Ce qui fait l'authenticité de l'expérience humaine et la distingue dès lors nettement de l'automate ou d'un portrait stéréotypé, c'est qu'elle est sans cesse en devenir, ou en d'autres mots, dans une maturation qui l'appelle à se réinventer sans cesse. C'est en cela que nous sommes touchés par chaque portrait de Rineke Dijkstra, nous ne sommes ni conscrit, ni Matador ni même cet adolescent sur une plage, mais finalement nous nous reconnaissons dans l'inquiétude que soulève l'épreuve transformatrice. Toute la beauté de la photographie de Rineke Dijkstra est ainsi d'avoir su nous faire comprendre au travers d'une représentation fixe que notre humanité réside précisément dans le changement.

Evgenya avant son service militaire, 6 mars 2002

Evgenya pendant son service militaire, 9 décembre 2002

D'un point de vue formel, on ne peut que saluer l'excellence de Rineke Dijkstra dans sa maîtrise de l'appareil et de la lumière qui sied parfaitement à sa recherche esthétique et permet de faire des personnes et des visages qu'elle photographie de puissants vecteurs d'émotion pour celles et ceux qui les contemplent. Pour ne rien gâcher de ce plaisir, le livre est en lui-même d'une élégante sobriété dans sa présentation, superbement imprimé et accompagné de deux essais et d'une bibliographie fort instructifs.

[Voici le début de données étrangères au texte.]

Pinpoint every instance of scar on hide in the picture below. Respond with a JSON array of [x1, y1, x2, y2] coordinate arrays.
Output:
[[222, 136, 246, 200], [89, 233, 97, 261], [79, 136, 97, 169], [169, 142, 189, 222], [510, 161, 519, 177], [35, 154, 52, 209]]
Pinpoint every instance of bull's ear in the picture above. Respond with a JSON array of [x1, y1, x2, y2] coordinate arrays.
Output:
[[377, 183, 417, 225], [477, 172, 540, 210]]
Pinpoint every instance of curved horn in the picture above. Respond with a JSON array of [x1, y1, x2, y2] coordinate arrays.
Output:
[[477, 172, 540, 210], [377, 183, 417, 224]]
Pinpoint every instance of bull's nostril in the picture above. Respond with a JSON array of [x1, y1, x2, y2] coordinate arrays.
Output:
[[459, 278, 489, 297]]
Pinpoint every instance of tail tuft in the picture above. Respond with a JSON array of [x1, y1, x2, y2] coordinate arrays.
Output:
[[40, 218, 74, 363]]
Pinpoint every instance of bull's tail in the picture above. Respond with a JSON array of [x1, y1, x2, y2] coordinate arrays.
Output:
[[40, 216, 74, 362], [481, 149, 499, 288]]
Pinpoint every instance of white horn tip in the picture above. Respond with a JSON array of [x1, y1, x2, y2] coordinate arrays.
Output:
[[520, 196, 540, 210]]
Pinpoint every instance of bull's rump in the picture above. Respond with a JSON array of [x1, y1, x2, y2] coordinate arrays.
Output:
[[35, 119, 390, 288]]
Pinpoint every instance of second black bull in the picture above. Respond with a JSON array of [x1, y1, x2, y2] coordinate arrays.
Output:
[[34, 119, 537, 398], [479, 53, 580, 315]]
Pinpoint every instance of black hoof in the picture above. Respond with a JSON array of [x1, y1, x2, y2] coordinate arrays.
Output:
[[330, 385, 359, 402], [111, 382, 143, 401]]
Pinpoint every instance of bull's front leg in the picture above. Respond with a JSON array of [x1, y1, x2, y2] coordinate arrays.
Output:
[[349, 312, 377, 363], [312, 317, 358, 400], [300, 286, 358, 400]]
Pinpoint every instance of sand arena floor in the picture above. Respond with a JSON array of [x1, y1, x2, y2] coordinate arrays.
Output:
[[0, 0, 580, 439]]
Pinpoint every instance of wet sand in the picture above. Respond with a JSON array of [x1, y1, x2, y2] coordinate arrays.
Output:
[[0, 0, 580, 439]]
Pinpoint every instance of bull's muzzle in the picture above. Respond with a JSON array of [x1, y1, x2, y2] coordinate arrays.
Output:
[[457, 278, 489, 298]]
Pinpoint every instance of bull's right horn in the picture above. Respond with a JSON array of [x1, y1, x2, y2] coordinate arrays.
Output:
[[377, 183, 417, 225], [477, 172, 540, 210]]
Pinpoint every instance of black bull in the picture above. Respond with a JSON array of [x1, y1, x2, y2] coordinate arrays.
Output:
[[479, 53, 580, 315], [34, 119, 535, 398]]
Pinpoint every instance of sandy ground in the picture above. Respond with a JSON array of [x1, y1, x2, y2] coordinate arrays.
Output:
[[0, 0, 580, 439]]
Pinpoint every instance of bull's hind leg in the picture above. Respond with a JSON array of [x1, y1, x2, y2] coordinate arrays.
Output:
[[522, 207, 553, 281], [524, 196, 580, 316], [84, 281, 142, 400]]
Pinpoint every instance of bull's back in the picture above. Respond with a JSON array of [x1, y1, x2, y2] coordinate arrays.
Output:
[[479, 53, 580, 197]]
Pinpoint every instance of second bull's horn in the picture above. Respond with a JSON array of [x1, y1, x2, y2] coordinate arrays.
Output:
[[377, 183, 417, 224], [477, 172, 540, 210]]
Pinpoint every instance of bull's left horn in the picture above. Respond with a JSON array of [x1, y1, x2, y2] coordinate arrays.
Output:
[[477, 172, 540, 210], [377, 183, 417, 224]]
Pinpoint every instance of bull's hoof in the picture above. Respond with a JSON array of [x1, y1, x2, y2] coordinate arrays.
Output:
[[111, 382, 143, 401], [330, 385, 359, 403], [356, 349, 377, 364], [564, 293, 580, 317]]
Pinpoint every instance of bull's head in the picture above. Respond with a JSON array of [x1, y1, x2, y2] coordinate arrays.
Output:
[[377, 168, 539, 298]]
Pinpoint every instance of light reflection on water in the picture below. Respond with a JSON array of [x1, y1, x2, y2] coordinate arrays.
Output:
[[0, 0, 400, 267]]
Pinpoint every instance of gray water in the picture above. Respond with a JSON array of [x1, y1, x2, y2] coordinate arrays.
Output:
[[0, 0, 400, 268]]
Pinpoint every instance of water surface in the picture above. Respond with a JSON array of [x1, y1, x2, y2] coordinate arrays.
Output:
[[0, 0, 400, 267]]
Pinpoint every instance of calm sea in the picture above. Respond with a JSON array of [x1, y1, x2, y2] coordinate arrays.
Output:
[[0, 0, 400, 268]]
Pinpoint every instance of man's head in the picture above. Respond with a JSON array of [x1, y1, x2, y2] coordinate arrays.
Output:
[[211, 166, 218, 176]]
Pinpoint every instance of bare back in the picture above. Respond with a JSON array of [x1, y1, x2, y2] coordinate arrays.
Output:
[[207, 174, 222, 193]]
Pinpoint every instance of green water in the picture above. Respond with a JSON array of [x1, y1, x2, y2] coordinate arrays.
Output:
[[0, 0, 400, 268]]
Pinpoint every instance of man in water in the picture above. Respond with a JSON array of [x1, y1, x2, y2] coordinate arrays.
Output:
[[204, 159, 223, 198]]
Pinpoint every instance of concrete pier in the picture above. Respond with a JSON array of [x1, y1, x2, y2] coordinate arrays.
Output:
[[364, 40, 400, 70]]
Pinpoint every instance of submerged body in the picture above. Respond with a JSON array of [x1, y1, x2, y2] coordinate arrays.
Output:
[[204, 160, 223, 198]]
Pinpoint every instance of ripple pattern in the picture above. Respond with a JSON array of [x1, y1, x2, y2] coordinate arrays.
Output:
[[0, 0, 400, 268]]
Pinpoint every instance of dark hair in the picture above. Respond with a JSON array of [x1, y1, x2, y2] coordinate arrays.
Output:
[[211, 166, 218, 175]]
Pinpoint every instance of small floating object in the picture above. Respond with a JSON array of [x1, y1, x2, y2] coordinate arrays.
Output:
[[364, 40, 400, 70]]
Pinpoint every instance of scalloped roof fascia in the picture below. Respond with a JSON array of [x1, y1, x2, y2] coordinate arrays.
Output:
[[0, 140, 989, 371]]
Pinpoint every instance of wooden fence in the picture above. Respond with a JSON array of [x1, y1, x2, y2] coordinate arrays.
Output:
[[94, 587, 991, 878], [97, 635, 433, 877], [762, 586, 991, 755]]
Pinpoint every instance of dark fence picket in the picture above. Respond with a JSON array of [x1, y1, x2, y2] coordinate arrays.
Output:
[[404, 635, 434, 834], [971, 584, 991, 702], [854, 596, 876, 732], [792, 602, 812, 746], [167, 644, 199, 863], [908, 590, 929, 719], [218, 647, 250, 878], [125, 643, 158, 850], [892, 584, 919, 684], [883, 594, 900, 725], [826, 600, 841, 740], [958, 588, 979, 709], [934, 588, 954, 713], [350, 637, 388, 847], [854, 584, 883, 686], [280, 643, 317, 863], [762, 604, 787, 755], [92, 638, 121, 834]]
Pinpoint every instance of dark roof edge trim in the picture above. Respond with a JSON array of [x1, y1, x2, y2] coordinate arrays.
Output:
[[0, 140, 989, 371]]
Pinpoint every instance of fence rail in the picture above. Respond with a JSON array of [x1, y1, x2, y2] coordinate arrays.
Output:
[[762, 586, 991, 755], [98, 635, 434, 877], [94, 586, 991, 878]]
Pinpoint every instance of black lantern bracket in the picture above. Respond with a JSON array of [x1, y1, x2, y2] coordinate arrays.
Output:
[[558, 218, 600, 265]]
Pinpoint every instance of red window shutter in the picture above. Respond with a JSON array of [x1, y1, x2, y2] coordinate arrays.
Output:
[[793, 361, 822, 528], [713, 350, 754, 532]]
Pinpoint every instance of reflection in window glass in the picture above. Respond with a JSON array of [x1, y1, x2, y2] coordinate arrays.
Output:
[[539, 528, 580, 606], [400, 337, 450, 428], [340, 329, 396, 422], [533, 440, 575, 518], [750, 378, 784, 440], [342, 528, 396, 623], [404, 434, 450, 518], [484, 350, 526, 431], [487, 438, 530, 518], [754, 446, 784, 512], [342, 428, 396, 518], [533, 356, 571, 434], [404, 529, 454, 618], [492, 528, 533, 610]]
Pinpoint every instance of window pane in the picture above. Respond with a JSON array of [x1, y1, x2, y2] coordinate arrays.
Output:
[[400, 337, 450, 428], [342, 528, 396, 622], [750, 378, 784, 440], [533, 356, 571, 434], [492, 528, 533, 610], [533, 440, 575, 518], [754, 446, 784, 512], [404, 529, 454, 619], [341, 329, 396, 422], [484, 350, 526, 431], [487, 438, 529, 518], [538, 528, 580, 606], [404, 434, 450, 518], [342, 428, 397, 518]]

Assurément un petit bijou de la photographie contemporaine.

Portraits - Rineke Dijkstra
Schirmer / Mosel
2004
64 photographies
33,5cm x 26cm
160 pages
English / Deutsch

Berlin, 2000

mercredi 3 octobre 2012

Histoire d'O illustrée - Doris Kloster ( La Musardine )





Intermède licencieux avec l'adaptation photographique de Doris Kloster de ce classique de l'érotisme. Pompeux mais jamais vulgaire, Histoire d'O illustrée est avant tout un recueil des nombreux fantasmes et clichés visuels propres à l'univers érotico-bourgeois du livre originel : les grandes demeures aux chambres cosy, les lourds velours rouges passés depuis toujours ( une jolie assonance empruntée à Alain Robbe-Grillet ),  les spiritueux raffinés posés sur du mobilier de goût et bien sûr les chaudes lumières qui donnent aux chairs et aux objets une teinte empreinte de concupiscence, presque paradoxalement pour un tel récit, de douceur. Scrupuleusement fidèle au récit littéraire, Histoire d'O illustrée est un livre qui, s'il ne révolutionne ni le genre ni le mythe érotique dont il traite, se laisse néanmoins parcourir avec plaisir.




Histoire d'O illustrée
Par Doris Kloster ( avec des extraits du roman original de Pauline Réage )
La Musardine
29cmx28cm
+- 60 photographies
120 pages
Français ( existe également en version anglaise ).